A band that can trace its roots back to the Civil War will celebrate its 160th anniversary with a concert Sunday at the Pennsylvania Theatre for the Performing Arts, 212 W. Broad St., Hazleton.

The Hazleton Liberty Band will play a wide variety of selections beginning at 3 p.m. with the national anthem and two marches, its own “Hazleton Liberty Band March” and J.F. Wagner’s “Under the Double Eagle.” The starting selections are fitting because long-gone band members had been soldiers/musicians during the Civil War and had played together in Appomattox, Virginia, on April 9, 1865, when Gen. Robert E. Lee formally surrendered to Union Gen. Ulysses S. Grant.

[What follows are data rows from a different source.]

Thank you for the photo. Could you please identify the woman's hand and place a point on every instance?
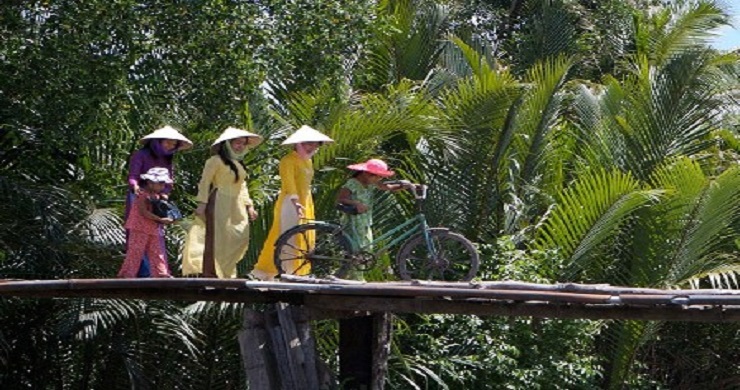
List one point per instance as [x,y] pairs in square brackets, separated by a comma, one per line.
[252,213]
[299,209]
[201,210]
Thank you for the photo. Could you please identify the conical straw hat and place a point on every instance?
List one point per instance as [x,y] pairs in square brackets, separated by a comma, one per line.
[306,134]
[232,133]
[168,132]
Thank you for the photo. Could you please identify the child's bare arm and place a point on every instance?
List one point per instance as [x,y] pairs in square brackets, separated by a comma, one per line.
[395,186]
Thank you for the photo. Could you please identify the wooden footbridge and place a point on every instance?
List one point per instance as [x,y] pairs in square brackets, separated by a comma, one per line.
[364,311]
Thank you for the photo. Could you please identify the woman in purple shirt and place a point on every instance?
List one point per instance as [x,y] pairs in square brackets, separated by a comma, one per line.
[157,150]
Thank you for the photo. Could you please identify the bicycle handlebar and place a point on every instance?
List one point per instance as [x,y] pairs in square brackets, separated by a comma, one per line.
[419,190]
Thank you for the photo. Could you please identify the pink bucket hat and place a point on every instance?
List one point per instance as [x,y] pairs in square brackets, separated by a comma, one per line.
[374,166]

According to records, they played “Auld Lang Syne” after peace terms were signed and Lee and his aides rode their horses out of Appomattox to inform their troops that the war was over.

As for the anniversary concert, the band will play highlights from Walt Disney’s “Mary Poppins,” including “A Spoonful of Sugar,” “Chim Chim Cher-ee,” “Stay Awake” and “Supercalifragilisticexpialidocious.” John Phillip Sousa’s march, “The Fairest of the Fair,” will be followed by the melodic “March of the Belgian Paratroopers.”

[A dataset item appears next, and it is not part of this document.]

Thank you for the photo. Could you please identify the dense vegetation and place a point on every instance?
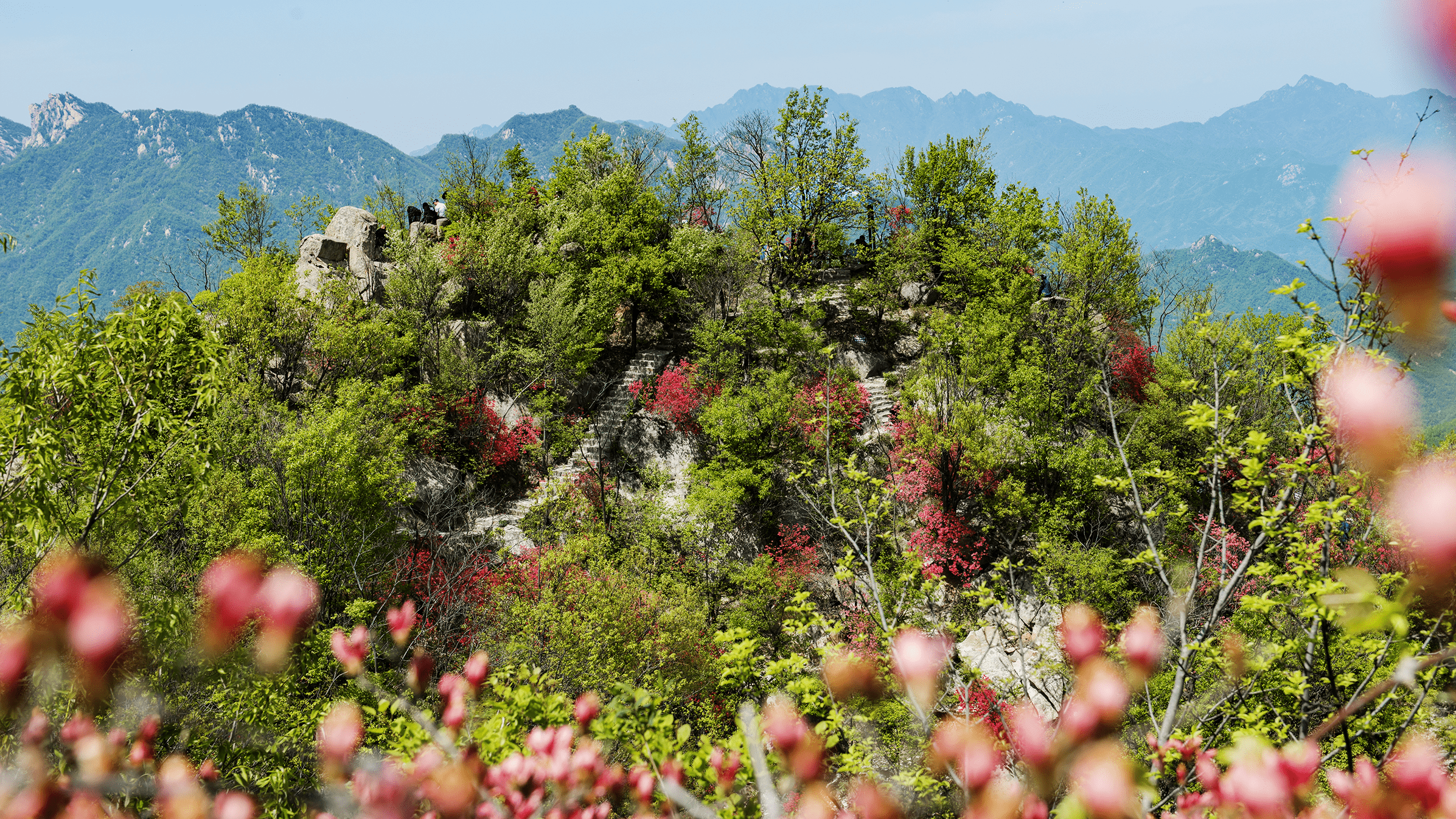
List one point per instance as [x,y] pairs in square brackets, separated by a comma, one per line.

The Sinatra in Concert portion of the concert will include “Theme from New York, New York,” “It Was a Very Good Year,” “The Lady is a Tramp” and “My Way.” These will be followed by “The Liberty Bell” and “Military Escort” marches.

A cartoon symphony will feature “This is It (Theme from ‘The Bugs Bunny Show’),” “(Meet) The Flintstones,” “The Jetsons,” “The Pink Panther,” “Animaniacs” and “Merrily We Roll Along.” Henry Fillmore’s “Americans We” march will precede Sousa’s “King Cotton” march.

The Hazleton Liberty Band

A tribute to (George and Ira) Gershwin will include “I’ve Got Rhythm,” “’S Wonderful,” “Embraceable You,” “Fascinating Rhythm,” “The Man I Love,” “But Not For Me,” “How Long Has This Been Going On,” “Oh, Lady Be Good,” “Someone to Watch Over Me,” “Swanee” and “Rhapsody in Blue.”

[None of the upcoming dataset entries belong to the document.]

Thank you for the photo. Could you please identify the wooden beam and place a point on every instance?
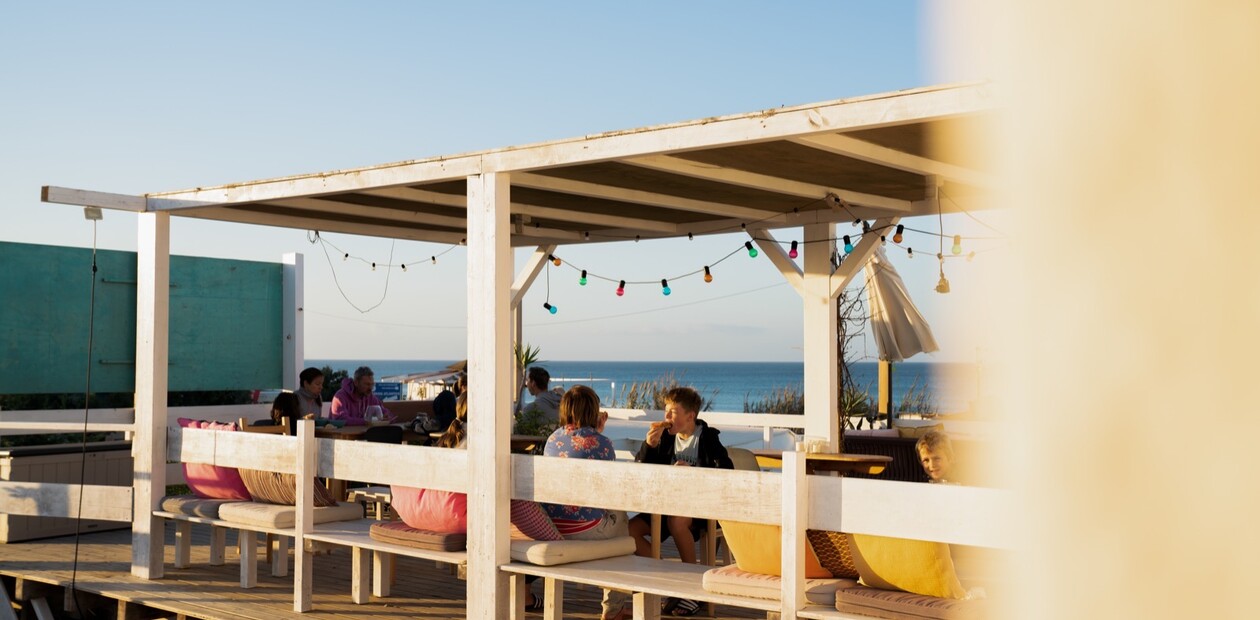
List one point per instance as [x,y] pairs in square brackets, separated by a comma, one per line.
[529,271]
[891,158]
[86,198]
[762,182]
[640,197]
[153,337]
[490,384]
[775,253]
[861,253]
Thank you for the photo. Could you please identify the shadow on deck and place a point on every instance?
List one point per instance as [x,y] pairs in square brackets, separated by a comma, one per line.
[203,591]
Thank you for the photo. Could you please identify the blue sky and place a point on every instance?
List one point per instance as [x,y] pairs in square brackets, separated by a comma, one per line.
[160,96]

The “Beer Barrel Polka” will be followed by the Symphonic Beatles portion which will highlight “A Hard Day’s Night,” “Yesterday,” “I Want to Hold Your Hand,” “Michelle” and “Hey, Jude.”

The concert will conclude with Sousa’s “The Stars and Stripes Forever March.”

John Zehner, director, said the band is always looking for new members. He invites interested musicians, young and old, to speak to him or any band member following Sunday’s concert. Rehearsals are held Mondays at 7 p.m. in the PTPA center.



The Liberty Band began as Gleim’s Band of Hazleton, which was organized in 1859. Five of the members were part of the 198th Pennsylvania Volunteers and musicians affiliated with the Band of the First Brigade, which was part of the First Division of the Fifth Army Corps. They had participated in the battles of Bull Run, Cedar Mountain and Fredericksburg.

When their two-year enlistments ended, five reenlisted and saw action at the battles of Petersburg, Richmond and Appomattox.

After the war ended and before they were mustered out of the Army, the Hazleton men played at the funeral dirge of President Abraham Lincoln. They later participated in the Civil War Victory Parade before new President Andrew Jackson.

The veterans performed in the National Firemen’s Parade in Philadelphia by providing music for the Liberty Fire Co. of Reading. They were chosen the best of the 265 participating bands.

When the men returned home, they changed the name to the Hazleton Liberty Concert Band. The band later performed at the nation’s centennial celebration in Philadelphia and at a 1882 reception for Grant.